Guillaume éclata d'un petit rire narquois avant de disparaître. Louvois le regarda s'éloigner puis se tourna vers lui. La bonne chair qu'il consommait lui avait donné un sacré embonpoint, mais chez lui, cela ne faisait que le rendre plus impressionnant. Sa voix en était grave, profonde, comme son regard qu'il posa sur moi.
— Majesté, je n'ai pas saisi ses sous-entendus, mais il me semble qu'il vous menaçait, vous et votre famille. Je crois que nous devrions en avertir immédiatement D'Artagnan et mettre nos meilleurs espions sur l'affaire.
J'aurais aimé lui dire qu'il n'y en avait guère besoin, mais en vérité, ces menaces étaient tout à fait réelles, mais ceux qui les appliqueraient seraient impalpables. J'avais cherché à fuir ces créatures et à présent, elles me menaçaient directement. Pire encore, mon ennemi s'était allié avec, connaissait les attaques que j'avais pu subir et leurs effets désastreux sur ma santé. Je ne pouvais décemment plus leur offrir mon flanc ni une telle emprise sur mon esprit !

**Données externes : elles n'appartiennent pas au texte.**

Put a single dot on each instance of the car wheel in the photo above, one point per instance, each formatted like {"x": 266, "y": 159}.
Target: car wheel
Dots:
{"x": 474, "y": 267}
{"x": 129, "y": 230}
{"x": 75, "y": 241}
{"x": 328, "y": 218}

Dès que nous fûmes prêts, une bonne partie de nos garnisons se mirent en branle pour rejoindre Paris. Sur le chemin, la propagande ayant fait son travail, le peuple en liesse saluait le retour de nos soldats victorieux. L'inverse était vrai, Guillaume d'Orange s'était offert un large répit, mais s'était également autoproclamé vainqueur d'une bataille qui de facto n'avait jamais eu lieu. J'avais peut-être perdu un temps précieux, mais je savais qu'à l'hiver nous pourrions le battre. Ses menaces répétées à mon encontre prouvaient qu'il comptait sur le support des fées pour s'en sortir. Si je parvenais à me défaire de cette menace, j'aurais alors les coudées franches pour l'affronter.